Second Step: Testing—Outcome Measurements

1999 
Despite worldwide enthusiasm for endoscopic surgery, this new technology is now on the top of McKinlay's “product life circle curve.” Critical questions are being asked about its benefits and burdens, but the concepts applied and the methodologies used for technology assessment are in a similar position as endoscopic surgery and need a critical evaluation. (1) There are incorrect and outdated concepts for the scientific basis of surgery (surgical theory) including the basic sciences involved; biomedicine still dominates, but assessment of outcome after operations is no longer possible without clinical epidemiology and social psychology. (2) Based on an outdated scientific theory for surgery, an outdated concept of disease is still propagated.

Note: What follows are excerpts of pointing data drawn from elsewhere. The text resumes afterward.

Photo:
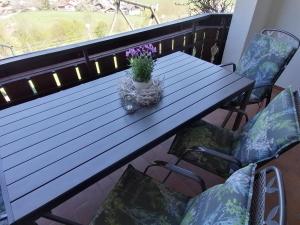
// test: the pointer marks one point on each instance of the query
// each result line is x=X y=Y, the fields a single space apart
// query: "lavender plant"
x=141 y=62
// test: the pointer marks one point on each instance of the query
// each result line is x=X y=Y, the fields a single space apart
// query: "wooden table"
x=56 y=146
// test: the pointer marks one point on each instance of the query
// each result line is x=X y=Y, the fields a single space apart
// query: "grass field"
x=30 y=31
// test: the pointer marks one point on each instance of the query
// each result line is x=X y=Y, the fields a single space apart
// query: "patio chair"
x=139 y=199
x=221 y=151
x=263 y=61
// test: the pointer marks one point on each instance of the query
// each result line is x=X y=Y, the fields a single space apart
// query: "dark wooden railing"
x=36 y=74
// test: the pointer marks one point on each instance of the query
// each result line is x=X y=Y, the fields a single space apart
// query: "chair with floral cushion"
x=263 y=61
x=138 y=199
x=221 y=151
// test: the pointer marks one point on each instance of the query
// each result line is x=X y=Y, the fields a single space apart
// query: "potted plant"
x=142 y=64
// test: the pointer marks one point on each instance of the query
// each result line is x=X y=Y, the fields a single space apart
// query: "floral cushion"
x=227 y=203
x=206 y=135
x=263 y=59
x=270 y=131
x=139 y=200
x=2 y=210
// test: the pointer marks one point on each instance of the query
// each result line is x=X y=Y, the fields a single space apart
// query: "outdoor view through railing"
x=31 y=25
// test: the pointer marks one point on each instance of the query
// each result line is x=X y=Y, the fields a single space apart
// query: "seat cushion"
x=270 y=131
x=206 y=135
x=139 y=200
x=227 y=203
x=263 y=59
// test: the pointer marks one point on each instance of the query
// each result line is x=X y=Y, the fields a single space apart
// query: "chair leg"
x=268 y=100
x=170 y=172
x=227 y=118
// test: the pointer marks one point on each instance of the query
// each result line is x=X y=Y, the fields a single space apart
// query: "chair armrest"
x=229 y=64
x=263 y=86
x=268 y=185
x=218 y=154
x=178 y=170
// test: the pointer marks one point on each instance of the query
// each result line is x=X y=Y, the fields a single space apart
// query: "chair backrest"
x=268 y=182
x=272 y=131
x=266 y=58
x=286 y=37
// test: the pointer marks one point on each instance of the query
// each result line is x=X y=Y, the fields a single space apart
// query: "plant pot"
x=142 y=85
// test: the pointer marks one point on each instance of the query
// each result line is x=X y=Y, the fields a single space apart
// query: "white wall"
x=253 y=15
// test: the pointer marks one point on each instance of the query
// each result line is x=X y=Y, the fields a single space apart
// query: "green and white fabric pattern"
x=270 y=131
x=224 y=204
x=138 y=199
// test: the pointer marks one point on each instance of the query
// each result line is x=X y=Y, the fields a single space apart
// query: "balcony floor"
x=82 y=207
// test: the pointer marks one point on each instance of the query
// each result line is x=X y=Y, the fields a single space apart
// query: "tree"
x=210 y=6
x=45 y=4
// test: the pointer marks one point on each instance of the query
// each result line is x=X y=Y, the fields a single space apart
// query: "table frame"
x=45 y=211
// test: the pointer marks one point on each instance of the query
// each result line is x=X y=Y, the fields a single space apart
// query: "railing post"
x=193 y=39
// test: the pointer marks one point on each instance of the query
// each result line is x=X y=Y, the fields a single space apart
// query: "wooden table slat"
x=105 y=161
x=83 y=129
x=99 y=103
x=90 y=146
x=69 y=93
x=53 y=147
x=27 y=118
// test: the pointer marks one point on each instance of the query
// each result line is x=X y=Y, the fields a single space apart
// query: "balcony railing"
x=36 y=74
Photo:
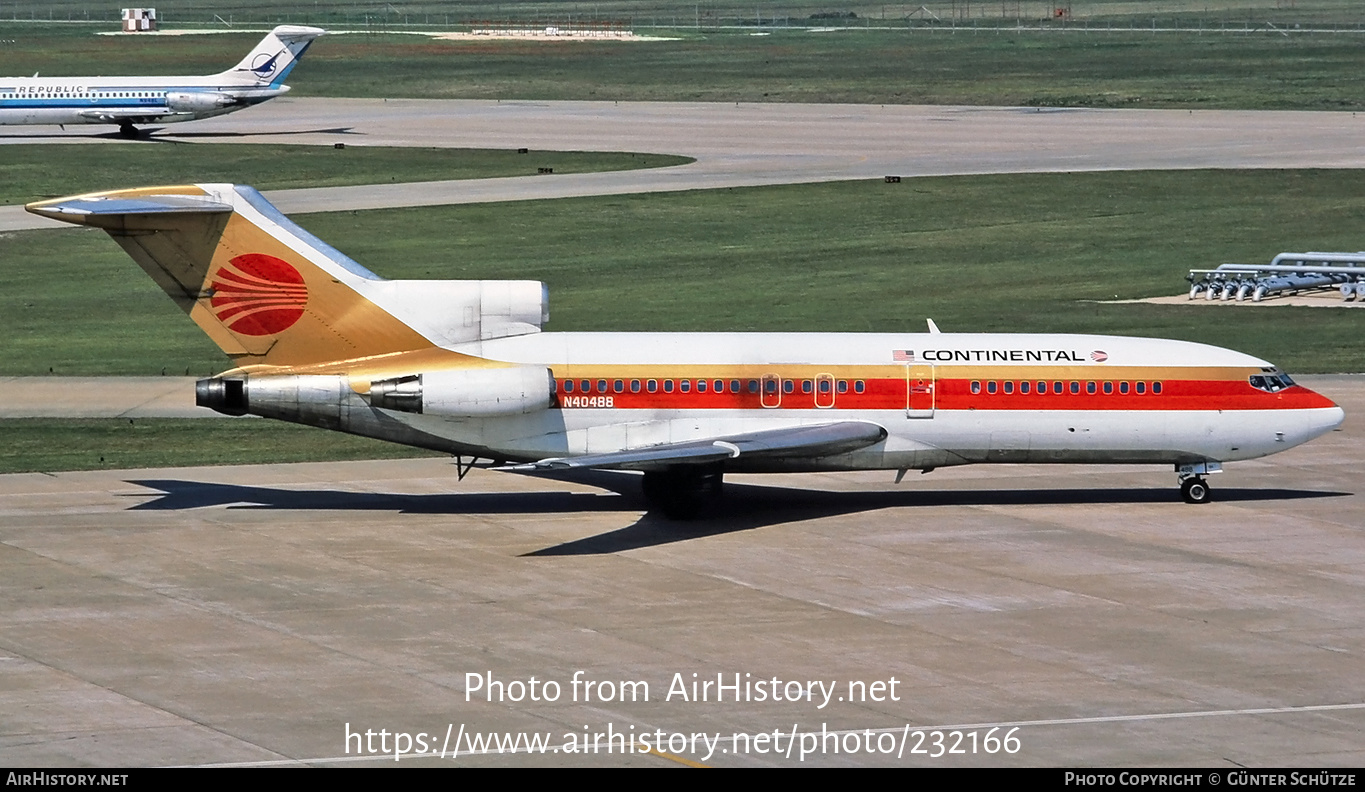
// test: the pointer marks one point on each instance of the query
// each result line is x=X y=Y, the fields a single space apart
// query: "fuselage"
x=142 y=100
x=942 y=398
x=101 y=100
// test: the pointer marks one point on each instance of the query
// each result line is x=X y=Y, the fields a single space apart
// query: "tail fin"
x=270 y=294
x=277 y=53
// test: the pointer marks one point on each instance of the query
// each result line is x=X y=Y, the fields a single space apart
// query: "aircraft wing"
x=810 y=441
x=133 y=115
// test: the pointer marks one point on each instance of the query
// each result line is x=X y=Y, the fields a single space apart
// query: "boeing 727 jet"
x=464 y=368
x=157 y=100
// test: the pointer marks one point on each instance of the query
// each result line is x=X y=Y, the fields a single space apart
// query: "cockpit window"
x=1271 y=380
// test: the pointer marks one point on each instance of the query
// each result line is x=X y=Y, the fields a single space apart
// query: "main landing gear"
x=683 y=492
x=1193 y=488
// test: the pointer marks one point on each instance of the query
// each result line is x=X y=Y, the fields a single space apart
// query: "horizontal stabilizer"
x=806 y=441
x=89 y=209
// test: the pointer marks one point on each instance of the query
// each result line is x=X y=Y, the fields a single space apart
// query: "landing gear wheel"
x=1195 y=490
x=683 y=492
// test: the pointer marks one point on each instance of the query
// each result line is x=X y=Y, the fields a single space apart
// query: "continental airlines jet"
x=157 y=100
x=463 y=368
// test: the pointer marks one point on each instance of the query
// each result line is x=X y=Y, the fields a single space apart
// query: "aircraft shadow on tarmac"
x=744 y=505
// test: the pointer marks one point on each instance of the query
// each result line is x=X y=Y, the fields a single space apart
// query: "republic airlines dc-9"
x=157 y=100
x=464 y=368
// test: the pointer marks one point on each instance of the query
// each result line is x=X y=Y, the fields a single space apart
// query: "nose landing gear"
x=1193 y=488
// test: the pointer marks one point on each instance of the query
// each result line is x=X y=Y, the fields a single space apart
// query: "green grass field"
x=47 y=171
x=939 y=66
x=1018 y=253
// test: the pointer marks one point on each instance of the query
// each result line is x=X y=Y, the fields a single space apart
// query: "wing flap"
x=811 y=441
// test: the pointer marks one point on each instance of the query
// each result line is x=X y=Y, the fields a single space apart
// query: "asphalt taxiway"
x=747 y=145
x=253 y=615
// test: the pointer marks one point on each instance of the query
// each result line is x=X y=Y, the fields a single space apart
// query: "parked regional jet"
x=157 y=100
x=462 y=366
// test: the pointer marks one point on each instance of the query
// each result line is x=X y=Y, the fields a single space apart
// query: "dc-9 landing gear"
x=1193 y=488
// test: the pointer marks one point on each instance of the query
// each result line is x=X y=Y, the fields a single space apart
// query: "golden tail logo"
x=258 y=295
x=270 y=294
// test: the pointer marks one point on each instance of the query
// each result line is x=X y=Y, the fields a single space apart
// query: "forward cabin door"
x=919 y=391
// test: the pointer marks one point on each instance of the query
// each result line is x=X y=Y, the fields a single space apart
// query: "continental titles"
x=1001 y=357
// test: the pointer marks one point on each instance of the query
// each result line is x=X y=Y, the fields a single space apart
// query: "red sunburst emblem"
x=258 y=295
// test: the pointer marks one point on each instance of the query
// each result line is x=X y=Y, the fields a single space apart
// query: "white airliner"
x=463 y=368
x=157 y=100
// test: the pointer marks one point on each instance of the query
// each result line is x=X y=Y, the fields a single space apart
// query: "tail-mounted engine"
x=467 y=392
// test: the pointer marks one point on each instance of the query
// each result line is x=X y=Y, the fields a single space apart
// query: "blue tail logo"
x=264 y=68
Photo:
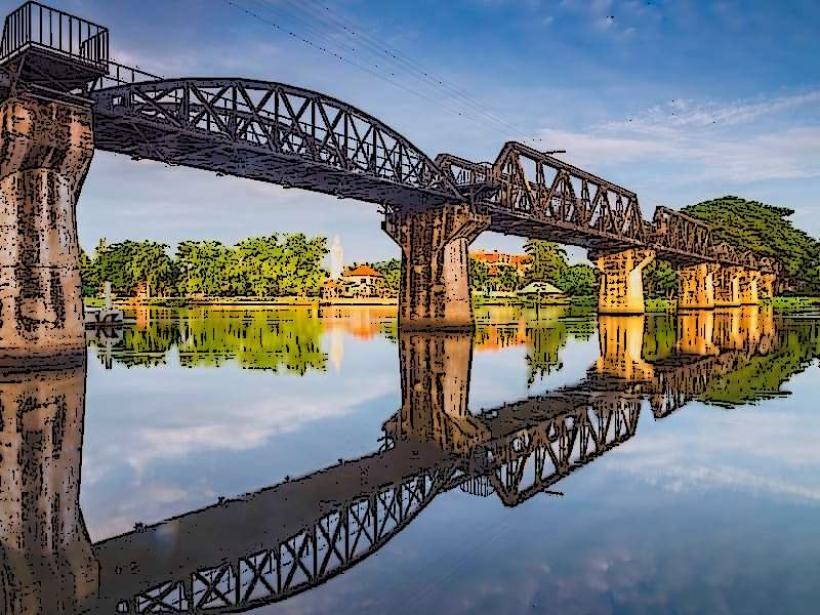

It is denoted as mechanical and is based solely on biomedicine. Human subjects are reduced to biologic machines, and outcomes measurement excludes most dimensions of functioning and well-being. To achieve a valid result for outcome measures, a hermeneutic approach must be combined with the mechanical approach. (3) Based on an outdated model of disease, the outcomes used in endoscopic surgery rely too much on traditional measures, such as mortality rate, complication rate, hospital stay, and especially an endless list of biochemical mediators. Their alterations during the perioperative period have not yet been shown to be related to clinical or hermeneutic outcomes. A new method of assessment for clinical trials in endoscopic surgery and for other surgical problems is outlined, such as for surgical infections and for surgical oncology. It includes an index of recovery and objective health status assessed by the doctor, a quality-of-life self-report by the patient, and the true endpoint concept as a critical weighting of both types of outcome by patients and doctors.